DistributedDataParallel imbalanced GPU memory usage

Hi there,
I’m trying to train my network wrapped with DistributedDataParallel on a single machine with 4 GPUs. It went smoothly until the 43rd epoch. The training process was interrupted by CUDA out of memory error on GPU 2.

Traceback (most recent call last):
  File "train_ddp.py", line 247, in <module>
    trainer.training(epoch)
  File "train_ddp.py", line 171, in training
    iter_loss.backward()
  File "/scratch/workspace/zsding/anaconda3/lib/python3.6/site-packages/torch/tensor.py", line 107, in backward
    torch.autograd.backward(self, gradient, retain_graph, create_graph)
  File "/scratch/workspace/zsding/anaconda3/lib/python3.6/site-packages/torch/autograd/__init__.py", line 93, in backward
    allow_unreachable=True)  # allow_unreachable flag
RuntimeError: CUDA out of memory. Tried to allocate 752.00 MiB (GPU 2; 15.77 GiB total capacity; 10.24 GiB already allocated; 518.25 MiB free; 785.63 MiB cached)
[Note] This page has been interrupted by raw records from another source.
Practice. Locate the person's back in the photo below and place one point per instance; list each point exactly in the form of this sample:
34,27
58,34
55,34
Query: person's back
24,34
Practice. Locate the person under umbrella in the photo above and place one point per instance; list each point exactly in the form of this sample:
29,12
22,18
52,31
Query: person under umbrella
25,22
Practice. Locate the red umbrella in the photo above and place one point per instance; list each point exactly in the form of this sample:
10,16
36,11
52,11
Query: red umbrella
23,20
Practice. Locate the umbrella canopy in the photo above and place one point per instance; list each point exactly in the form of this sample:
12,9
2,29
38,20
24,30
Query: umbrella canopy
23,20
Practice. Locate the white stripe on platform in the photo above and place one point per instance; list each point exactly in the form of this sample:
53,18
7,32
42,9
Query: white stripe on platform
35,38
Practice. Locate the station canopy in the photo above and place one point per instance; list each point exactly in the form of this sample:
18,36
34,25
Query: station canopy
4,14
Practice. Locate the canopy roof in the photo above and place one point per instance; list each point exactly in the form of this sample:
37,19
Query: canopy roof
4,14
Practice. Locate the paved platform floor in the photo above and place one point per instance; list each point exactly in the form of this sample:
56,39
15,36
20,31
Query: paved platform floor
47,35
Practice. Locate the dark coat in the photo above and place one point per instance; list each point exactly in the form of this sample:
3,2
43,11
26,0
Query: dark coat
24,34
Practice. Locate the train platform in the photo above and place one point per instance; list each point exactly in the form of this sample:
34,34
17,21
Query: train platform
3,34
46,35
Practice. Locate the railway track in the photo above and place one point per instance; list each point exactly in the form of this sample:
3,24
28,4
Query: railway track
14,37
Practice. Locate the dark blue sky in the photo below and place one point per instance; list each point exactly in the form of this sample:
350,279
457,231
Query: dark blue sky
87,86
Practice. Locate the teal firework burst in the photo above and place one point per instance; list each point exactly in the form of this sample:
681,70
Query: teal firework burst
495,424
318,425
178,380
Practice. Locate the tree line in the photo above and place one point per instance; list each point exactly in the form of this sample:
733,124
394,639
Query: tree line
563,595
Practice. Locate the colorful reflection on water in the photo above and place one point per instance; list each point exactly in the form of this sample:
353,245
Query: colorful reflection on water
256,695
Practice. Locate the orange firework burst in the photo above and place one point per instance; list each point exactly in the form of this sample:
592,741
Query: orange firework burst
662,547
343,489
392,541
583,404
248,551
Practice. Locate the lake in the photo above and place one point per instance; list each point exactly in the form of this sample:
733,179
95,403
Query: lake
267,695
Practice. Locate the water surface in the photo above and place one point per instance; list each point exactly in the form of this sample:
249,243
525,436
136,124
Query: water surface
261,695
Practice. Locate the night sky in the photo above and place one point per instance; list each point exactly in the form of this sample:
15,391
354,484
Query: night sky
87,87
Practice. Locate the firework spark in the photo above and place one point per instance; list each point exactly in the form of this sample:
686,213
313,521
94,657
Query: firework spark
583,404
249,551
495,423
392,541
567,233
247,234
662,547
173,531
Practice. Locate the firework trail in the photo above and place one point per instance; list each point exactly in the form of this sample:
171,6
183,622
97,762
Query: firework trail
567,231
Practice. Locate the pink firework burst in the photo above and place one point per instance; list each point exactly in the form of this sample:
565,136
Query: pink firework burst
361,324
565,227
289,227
Then I shrank the input size and resumed from my previous weight to try to debug the memory footprint. The chart below shows that there were three extra python threads running and occupying 1080 mib
on GPU 2. And I find that they shared same PID with the threads on other GPUs.


And of course, each GPU has only one thread during the first training epoch. No GPU specific operation (like .to(2)) used in my train script, but I applied SyncBatchNorm on my model (can it be the reason?).
How can I figure out what are those three threads? Could you provide some solutions to solve this problem?

Thanks!

Hi, Is it possible for you to provide a snippet of your code/a way to reproduce the issue that you are seeing? Similar to DataParallel imbalanced memory usage, it could be the case that the outputs of your forward pass are being gathered onto a single GPU (GPU 2 in your case), causing it to OOM.

Hi, thanks for replying.
Here is the forward pass part. I don’t know if it is helpful.

    def training(self, epoch):
        train_loss = 0.0
        self.model.train()
        tbar = tqdm(self.trainloader)
        for i, (image, target) in enumerate(tbar):
            image, target = image.to(self.device), target.to(self.device)
            self.scheduler(self.optimizer, i, epoch, self.best_pred)
            self.optimizer.zero_grad()
            outputs = self.model(image)

            # multi-scale training
            iter_loss = 0
            for logit in outputs:
                _, _, H, W = logit.shape
                labels_ = utils.resize_labels(target, size=(H, W))
                iter_loss += self.criterion(logit.cuda(), labels_.cuda())

            torch.cuda.empty_cache()
            iter_loss.backward()
            self.optimizer.step()
            train_loss += iter_loss.item()
            tbar.set_description('Train loss: %.3f' % (train_loss / (i + 1)))

And there is no gather operation explicitly used in my code.

Hi, thanks for your reply!
Here is the forward pass part in the script. I don’t know whether it is helpful.

def training(self, epoch):
    train_loss = 0.0
    self.model.train()
    tbar = tqdm(self.trainloader)
    for i, (image, target) in enumerate(tbar):
        image, target = image.to(self.device), target.to(self.device)
        self.scheduler(self.optimizer, i, epoch, self.best_pred)
        self.optimizer.zero_grad()
        outputs = self.model(image)

        # Multi-size training
        iter_loss = 0
        for logit in outputs:
            _, _, H, W = logit.shape
            labels_ = utils.resize_labels(target, size=(H, W))
            iter_loss += self.criterion(logit.cuda(), labels_.cuda())

        torch.cuda.empty_cache()
        iter_loss.backward()
        self.optimizer.step()
        train_loss += iter_loss.item()
        tbar.set_description('Train loss: %.3f' % (train_loss / (i + 1)))

And I’ve not applied gather function (like torch.nn.parallel.scatter_gather.gather) explicitly.

thanks!

Sorry for the late reply here. Just to confirm, are you spawning a single process per device (gpu)?